According to a Reuters poll, more Japanese companies are increasing wages to attract workers, and to deal with chronic staff shortages. This is a tentative indication that Japan Inc is slowly addressing the decades-old problem of stagnant pay.
Still, the Corporate Survey found that higher wages aren’t yet the go-to tactic for companies, with digitalization seen as the most popular among the multiple measures firms say they are using to address the labor crunch.
Japanese companies have tended to avoid raising wages due to decades of deflation making it difficult to pass higher costs on to consumers. This might be changing as the double whammy between higher commodities prices, and a weaker Japanese yen drives up living costs and highlights the strain on workers. Fumio Kishida, the Prime Minister, has also called for companies to raise wages.

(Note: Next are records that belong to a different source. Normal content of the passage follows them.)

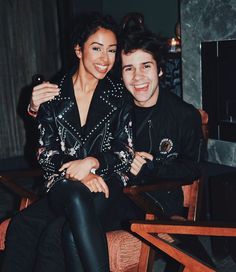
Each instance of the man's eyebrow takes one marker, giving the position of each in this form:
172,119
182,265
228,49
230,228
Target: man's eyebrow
125,66
147,62
103,44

“Overall we are facing labor shortages and we are struggling to lure part-timers at stores in particular. We are responding by raising wages but there’s a limit,” the manager of a wholesaler wrote in the survey, on condition of anonymity.
The survey of 495 large non-financial companies, which was conducted between Aug. 2-12, revealed a growing willingness to raise wages. 44 percent of respondents chose to increase wages or start salaries as one of the various tactics they were employing.
This is compared to only 25% of companies who said in a 2017 Corporate Survey they would raise salaries.